Latest amendments to the Law on Enforcement and Security were published on 26 July 2019 in the Official Gazette RS no 54/19. The Law entered into force on 3 August 2019, however its application is postponed until 1 January 2020, save for article 166 that is being applied immediately (most notably transferring all pending enforcement cases to the enforcement agents – even those initiated prior to the obligation to have all enforcement cases handled by an enforcement agent).

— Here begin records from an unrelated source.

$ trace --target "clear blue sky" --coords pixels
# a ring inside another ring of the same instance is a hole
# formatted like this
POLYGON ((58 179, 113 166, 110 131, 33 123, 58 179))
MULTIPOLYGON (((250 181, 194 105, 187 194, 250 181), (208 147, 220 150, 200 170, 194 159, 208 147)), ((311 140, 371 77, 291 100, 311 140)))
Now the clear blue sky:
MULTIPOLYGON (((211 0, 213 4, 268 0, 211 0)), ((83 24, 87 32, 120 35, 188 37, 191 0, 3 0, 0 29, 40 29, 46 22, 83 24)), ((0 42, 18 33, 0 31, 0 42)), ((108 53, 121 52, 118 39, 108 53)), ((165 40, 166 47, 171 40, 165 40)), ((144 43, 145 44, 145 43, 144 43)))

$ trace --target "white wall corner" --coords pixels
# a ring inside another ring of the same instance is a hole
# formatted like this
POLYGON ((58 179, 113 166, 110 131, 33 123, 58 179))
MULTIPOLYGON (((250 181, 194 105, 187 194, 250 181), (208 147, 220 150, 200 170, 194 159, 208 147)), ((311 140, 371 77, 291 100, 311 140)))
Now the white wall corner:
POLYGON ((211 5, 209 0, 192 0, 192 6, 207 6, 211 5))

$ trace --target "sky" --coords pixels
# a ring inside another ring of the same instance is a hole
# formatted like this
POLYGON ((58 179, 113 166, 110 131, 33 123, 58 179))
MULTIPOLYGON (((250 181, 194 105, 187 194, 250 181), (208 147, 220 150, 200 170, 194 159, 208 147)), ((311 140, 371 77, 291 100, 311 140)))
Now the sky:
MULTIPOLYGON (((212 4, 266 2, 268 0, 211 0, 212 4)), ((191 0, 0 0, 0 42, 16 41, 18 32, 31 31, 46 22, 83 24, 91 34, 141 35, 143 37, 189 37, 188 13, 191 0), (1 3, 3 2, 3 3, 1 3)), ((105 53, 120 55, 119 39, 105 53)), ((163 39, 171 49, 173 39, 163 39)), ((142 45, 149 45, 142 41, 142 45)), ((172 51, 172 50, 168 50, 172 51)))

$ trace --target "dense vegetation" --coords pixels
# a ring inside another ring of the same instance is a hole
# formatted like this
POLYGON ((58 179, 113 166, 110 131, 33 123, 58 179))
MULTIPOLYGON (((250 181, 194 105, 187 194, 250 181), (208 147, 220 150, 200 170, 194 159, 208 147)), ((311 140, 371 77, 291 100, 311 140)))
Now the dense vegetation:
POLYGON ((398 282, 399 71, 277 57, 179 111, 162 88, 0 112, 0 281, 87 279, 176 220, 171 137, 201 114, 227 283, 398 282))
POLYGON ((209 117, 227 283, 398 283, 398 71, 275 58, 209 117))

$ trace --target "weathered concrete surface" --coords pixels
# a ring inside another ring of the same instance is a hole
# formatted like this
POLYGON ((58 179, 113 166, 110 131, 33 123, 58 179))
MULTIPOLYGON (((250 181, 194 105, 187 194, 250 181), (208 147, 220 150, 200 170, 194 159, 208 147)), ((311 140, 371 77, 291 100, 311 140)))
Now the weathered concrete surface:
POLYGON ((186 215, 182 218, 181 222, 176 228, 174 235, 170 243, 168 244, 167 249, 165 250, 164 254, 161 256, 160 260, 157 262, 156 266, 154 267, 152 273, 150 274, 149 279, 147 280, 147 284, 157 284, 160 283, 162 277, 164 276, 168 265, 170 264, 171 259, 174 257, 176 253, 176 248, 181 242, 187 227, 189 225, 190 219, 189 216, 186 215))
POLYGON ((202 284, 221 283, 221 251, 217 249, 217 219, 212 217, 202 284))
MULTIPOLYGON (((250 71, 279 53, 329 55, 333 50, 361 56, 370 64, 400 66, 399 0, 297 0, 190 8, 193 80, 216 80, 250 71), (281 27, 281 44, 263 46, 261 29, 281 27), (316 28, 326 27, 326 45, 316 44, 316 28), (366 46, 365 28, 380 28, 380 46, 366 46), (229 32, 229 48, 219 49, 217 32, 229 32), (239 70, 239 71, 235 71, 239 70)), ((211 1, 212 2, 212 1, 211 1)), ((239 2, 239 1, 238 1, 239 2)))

The Law has both reintroduced some institutes that were missing from the legislative framework in this area since 2011 and introduced several new and modern solutions. The Law reimplements abbreviated enforcement proceedings upon certain documents listed in the law (such as promissory note, invoice, payment certificates, etc.) before commercial courts. The abbreviation of the proceedings consists mainly in shorter deadlines for the authorities to act and decide and limited grounds to challenge the enforcement decisions. On the other side, The Law introduced several new features:
- soft collection as voluntary settlement of receivables before initiating enforcement proceedings, which is conducted before the enforcement agent;
- digital filing of the motion for enforcement;
- delivery of documents within enforcement proceedings via digital bulletin board;
- and one revolutionary solution – digitally organized public sale of debtor’s assets. Enforcement creditors will be allowed to opt for digital public auction as of 1 March 2020. However, digital public sale of debtors’ movables and real estate will be mandatory as of 1 September 2020.
Resolving Old Issues
Apart from introducing new features, the Law resolves some old issues by using more clear and elaborate wording. The most important change was introduction of debt settlement as a specific and independent ground to appeal against an enforcement decision. Lack of this appeal ground was an obvious omission from the previous amendments that lead to some troubling situations in practice.
In order to prepare the necessary infrastructure to implement the novelties, especially the digital ones, the Law obliged the Ministry of Justice to render respective bylaws within 60 days as of the day The Law entered into force.
The information in this document does not constitute legal advice on any particular matter and is provided for general informational purposes only.